30.06.2008

Szene Gesellschaft„Im großen Stil Würstchen verkaufen“

Der Autor Ingo Niermann, 39, über das Leben von Ausländern in China
SPIEGEL: In Ihrem Buch "China ruft dich" erzählen Sie von Menschen, die nach China ausgewandert sind. Was zieht die Menschen dorthin?
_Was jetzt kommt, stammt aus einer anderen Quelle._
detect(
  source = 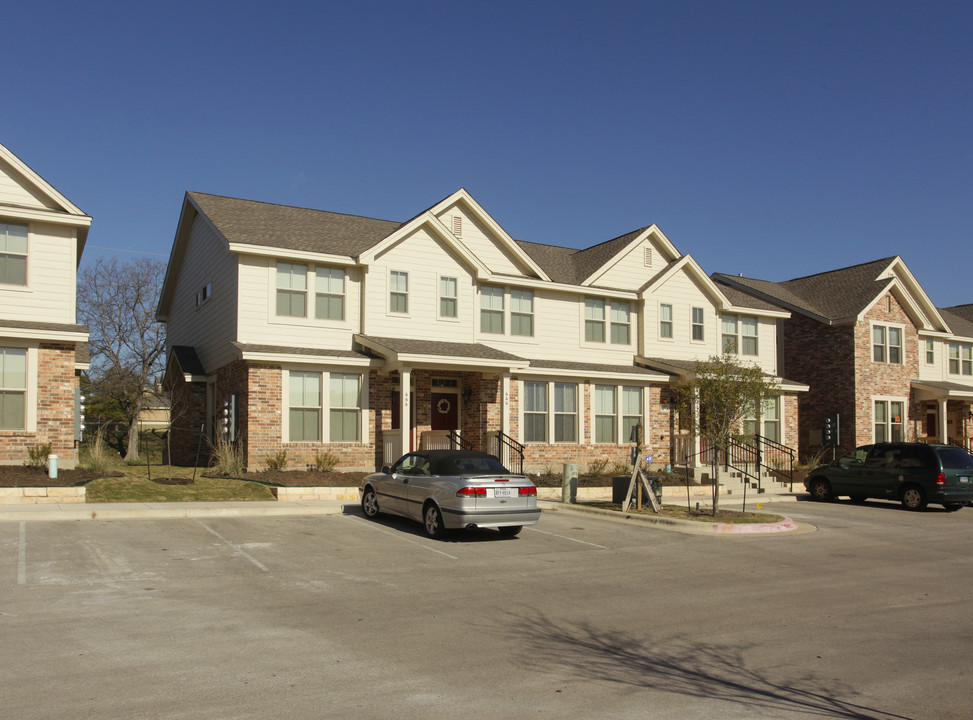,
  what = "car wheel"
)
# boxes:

Niermann: Die Leute, die ich getroffen habe, sind nicht von großen Konzernen nach Asien geschickt worden. Die waren an einem Punkt, an dem es in ihrer Heimat nicht mehr weiterging. Etwa ein nigerianischer Fußballspieler oder der letzte Militärattaché der DDR, Steffen Schindler, der heute im großen Stil deutsche Würstchen verkauft.
SPIEGEL: Was muss man mitbringen, um in China Erfolg zu haben?
Niermann: Man sollte Chinesisch können und Geld mitbringen. Ohne das wird man Englischlehrer. Dafür muss man nichts können, noch nicht einmal besonders gut Englisch. So wie viele Einwanderer in Deutschland auf dem Bau oder als Putzfrau gearbeitet haben, unterrichten Einwanderer in China Englisch.
SPIEGEL: Begegnet den Einwanderern Rassismus?
Niermann: Schwarze haben es am schwersten, die können oft nicht einmal Englischlehrer werden. Aber auch Chinesen, die lange Zeit im Ausland lebten, haben oft Probleme, sich wieder zu integrieren. Man nennt sie "Bananen": außen gelb und innen weiß.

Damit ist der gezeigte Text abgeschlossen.